To find the report contract verifications first, look through the performance guarantee cross-checks. This means, look for the performance guarantees listed, like maximum throughput, target cake dryness, specific energy consumptions, etc., and look for actual test results track records. This side-by-side evidence is the most simple example of confirming whether the machine completed the work tasks needed of them. Do not just verify if the machine completed the tasks, see by what value or margin did they complete them by. A machine like this that is performing over the expected limit is most certainly built with excess margins for moving the process steps around your future work alterations.

Following that, look through the performance curves, which are some of the most telling sets of data. For example, a curve plotting cake dryness against the feed rate should have absolutely stable, and gradually declining intervals for each increasing feed rate. A curve with erratic and sharp drops, is a machine that is likely not very robust and has a narrow optimal operating window. Furthermore, a power consumption curve that rises steeply with an increasing load is likely not as efficient as one with excessive load steps and a more gradual increase of slope. The character and flexibility of the machine is what this data is telling us.

Note trends Mechanical data trends. Examine machine vibration and temperature data throughout the test. In the ideal case, we get a graph showing steady line results with no fluctuation. Small, random variations are fine, but if there is a pattern spike, or a steady upward creep, that’s a bad sign. This data is an indication of the intrinsic maintainability, lifespan, and overall cost/benefit of the machine. Mechanical stability centrifuges are cheaper to maintain and have better uptime. In the end, stability is assessed on the basis of the machine’s operational and economic viability, but also based on how stable it can perform this function for long periods of time.  

Long-term Benefits of Detailed Testing  

Taking the time to do an extensive performance test might feel like project delays, but this is an optimization of the smartest order. Benefits of time and resources invested go far beyond the first acceptance of the machine and pay off throughout the operational life of the machine.

First, let's talk operational cost savings. Having a tested, efficient centrifuge specifically reduces energy expenditure, in addition to reducing the cost to dispose of waste. Machines that produce a dryer cake further reduces disposal costs. Having validated efficiencies allows you to more accurately project operating costs, thus increasing profitability for the plant. You're not only purchasing a separation machine, but also a fixed cost structure for the separation process.
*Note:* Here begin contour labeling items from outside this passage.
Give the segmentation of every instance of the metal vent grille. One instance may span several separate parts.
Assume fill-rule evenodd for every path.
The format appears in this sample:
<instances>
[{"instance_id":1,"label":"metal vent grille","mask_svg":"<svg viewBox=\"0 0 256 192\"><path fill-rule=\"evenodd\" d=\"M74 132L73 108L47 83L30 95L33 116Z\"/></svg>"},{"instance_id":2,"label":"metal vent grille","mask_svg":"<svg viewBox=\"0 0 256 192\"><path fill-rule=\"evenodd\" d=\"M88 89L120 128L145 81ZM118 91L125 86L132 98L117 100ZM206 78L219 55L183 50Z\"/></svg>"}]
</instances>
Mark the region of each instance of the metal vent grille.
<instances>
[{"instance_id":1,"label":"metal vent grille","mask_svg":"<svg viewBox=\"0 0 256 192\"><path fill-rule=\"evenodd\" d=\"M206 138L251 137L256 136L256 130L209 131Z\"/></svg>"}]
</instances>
And let's not forget the operational reliability and uptime, which are off the charts. During testing, potential mechanical failures are pinpointed and addressed before the equipment is delivered to you, preventing unplanned downtime, failures, and subsequent production line halts. Comprehensive testing and validation of the equipment delivers priceless peace of mind. Maintenance is also able to plan their operational downtime around the stress-tested equipment, enabling more efficient and reliable operational downtime and predictive maintenance schedules.
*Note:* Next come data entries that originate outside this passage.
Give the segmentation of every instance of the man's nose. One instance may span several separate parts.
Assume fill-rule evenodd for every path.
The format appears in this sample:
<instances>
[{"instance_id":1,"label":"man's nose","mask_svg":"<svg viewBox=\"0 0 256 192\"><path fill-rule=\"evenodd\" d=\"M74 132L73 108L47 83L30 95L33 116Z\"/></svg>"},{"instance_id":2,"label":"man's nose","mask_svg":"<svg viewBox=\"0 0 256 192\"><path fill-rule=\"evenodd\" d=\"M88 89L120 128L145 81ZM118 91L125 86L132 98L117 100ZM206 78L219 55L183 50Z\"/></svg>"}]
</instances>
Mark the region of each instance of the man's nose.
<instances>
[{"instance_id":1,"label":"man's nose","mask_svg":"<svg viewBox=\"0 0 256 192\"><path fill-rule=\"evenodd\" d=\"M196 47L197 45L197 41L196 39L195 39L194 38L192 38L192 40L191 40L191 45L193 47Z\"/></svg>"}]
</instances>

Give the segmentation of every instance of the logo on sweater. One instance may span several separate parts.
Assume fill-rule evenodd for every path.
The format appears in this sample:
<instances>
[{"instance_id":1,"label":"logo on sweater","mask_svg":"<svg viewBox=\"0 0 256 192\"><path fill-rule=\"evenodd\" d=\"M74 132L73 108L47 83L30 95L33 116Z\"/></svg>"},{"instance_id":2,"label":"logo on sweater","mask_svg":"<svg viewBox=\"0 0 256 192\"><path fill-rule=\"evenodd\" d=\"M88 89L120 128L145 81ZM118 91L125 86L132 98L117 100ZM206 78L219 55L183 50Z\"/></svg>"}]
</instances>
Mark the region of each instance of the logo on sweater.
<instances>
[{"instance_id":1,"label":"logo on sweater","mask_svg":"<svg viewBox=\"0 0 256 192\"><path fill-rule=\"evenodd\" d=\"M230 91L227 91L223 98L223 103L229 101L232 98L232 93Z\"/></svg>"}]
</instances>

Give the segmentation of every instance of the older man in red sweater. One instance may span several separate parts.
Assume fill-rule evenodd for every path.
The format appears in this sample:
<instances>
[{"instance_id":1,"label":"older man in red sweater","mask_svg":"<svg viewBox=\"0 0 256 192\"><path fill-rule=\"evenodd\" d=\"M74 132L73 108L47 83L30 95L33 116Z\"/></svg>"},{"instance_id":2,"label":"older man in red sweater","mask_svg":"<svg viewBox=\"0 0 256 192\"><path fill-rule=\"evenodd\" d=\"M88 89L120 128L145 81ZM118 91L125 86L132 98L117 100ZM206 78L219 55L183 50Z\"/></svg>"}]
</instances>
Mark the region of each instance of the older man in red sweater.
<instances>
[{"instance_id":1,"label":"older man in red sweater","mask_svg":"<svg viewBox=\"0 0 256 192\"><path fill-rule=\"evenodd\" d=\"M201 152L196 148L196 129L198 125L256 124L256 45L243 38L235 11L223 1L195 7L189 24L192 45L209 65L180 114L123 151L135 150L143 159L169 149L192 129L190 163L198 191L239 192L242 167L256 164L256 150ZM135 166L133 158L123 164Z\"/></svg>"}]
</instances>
Lastly, performance testing sets a benchmark for performance. Detailed data created during the performance test offer a detailed digital fingerprint of the machine in optimal, brand-new condition. After several months, if a change in performance is noted–perhaps increased machine vibrations or higher energy consumption–the current data can be referenced against the original baseline. This makes diagnostics faster, more precise, and objective. Maintenance is no longer a reactive task. It can be predictive. Over the years, a well-tested high-performing centrifuge turns from just a piece of equipment to a keystone of a well-oiled, high-efficiency production operation.